Estereotipias no autismo: por que tratá-las como “comportamento inadequado” é uma leitura ultrapassada
- 8 de fev.
- 3 min de leitura
Durante décadas, as estereotipias no autismo foram descritas quase exclusivamente como comportamentos-problema, algo a ser reduzido, bloqueado ou extinto.Essa leitura não apenas empobrece a compreensão clínica, como também contraria evidências acumuladas nas neurociências, na psicologia do desenvolvimento e nos estudos sobre autorregulação.
Hoje, sustentar que estereotipia = inadequação é cientificamente fraco.
O que a literatura mostra de forma consistente e o que ainda é ignorado na prática

1. Estereotipias têm função regulatória : não são ruído motor
Movimentos repetitivos (balançar o corpo, bater mãos, vocalizações repetidas, movimentos rítmicos) estão associados a mecanismos de autorregulação neurofisiológica.
Evidências mostram que estereotipias podem:
modular o nível de excitação autonômica
reduzir sobrecarga sensorial
organizar estados de alerta
sustentar engajamento atencional
Do ponto de vista neurobiológico, esses movimentos não são aleatórios.
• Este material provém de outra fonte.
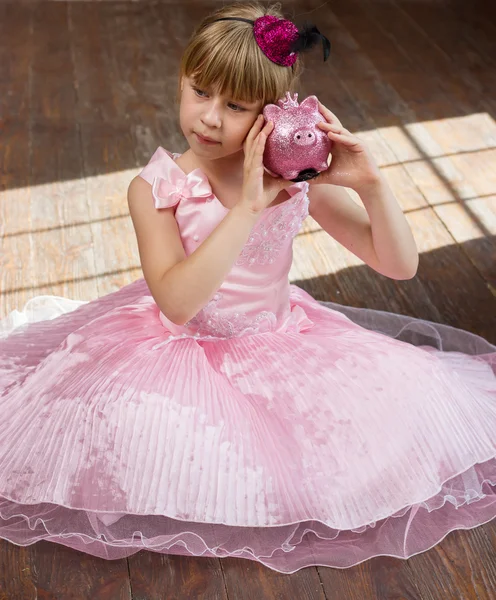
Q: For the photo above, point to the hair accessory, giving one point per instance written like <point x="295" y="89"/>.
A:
<point x="280" y="40"/>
Eles atuam sobre circuitos envolvendo:
sistema nervoso autônomo
integração sensório-motora
modulação dopaminérgica
previsibilidade motora como âncora regulatória
📌 Inibir indiscriminadamente estereotipias não elimina a necessidade regulatória.O que a literatura demonstra é o oposto: a supressão tende a aumentar marcadores de estresse fisiológico, como ativação simpática sustentada.
Ou seja:
o corpo continua tentando se regular; apenas com menos recursos disponíveis.
2. Estereotipias não indicam apenas sobrecarga negativa
Elas aumentam, com frequência, em estados de excitação positiva
Uma falha recorrente na interpretação clínica é associar estereotipia exclusivamente a estresse, ansiedade ou desorganização.
Estudos observacionais e relatos de primeira pessoa mostram aumento de estereotipias em contextos de:
alegria
antecipação
interesse intenso
engajamento profundo
sensação de segurança relacional
💚 Estereotipias em estados de prazer não é sinal de colapso regulatório.É, muitas vezes, um marcador de excitação organizada.
Tratar esses movimentos como “problema” revela uma confusão conceitual grave: emoção intensa ≠ desregulação
Esse erro nasce de um viés normativo: quando a expressão corporal foge do padrão esperado, ela passa a ser lida como disfuncional ; mesmo quando o sistema está regulado.
3. Supressão comportamental não ensina regulação
Ensina contenção e tem custo
Intervenções focadas apenas em “parar o movimento” podem produzir efeitos colaterais relevantes, amplamente descritos na literatura:
✔️ aumento do custo cognitivo
✔️ maior esforço para manter aparência de controle
✔️ internalização de tensão
✔️ substituição por descargas menos adaptativas (ex.: autoagressão, colapso tardio, exaustão)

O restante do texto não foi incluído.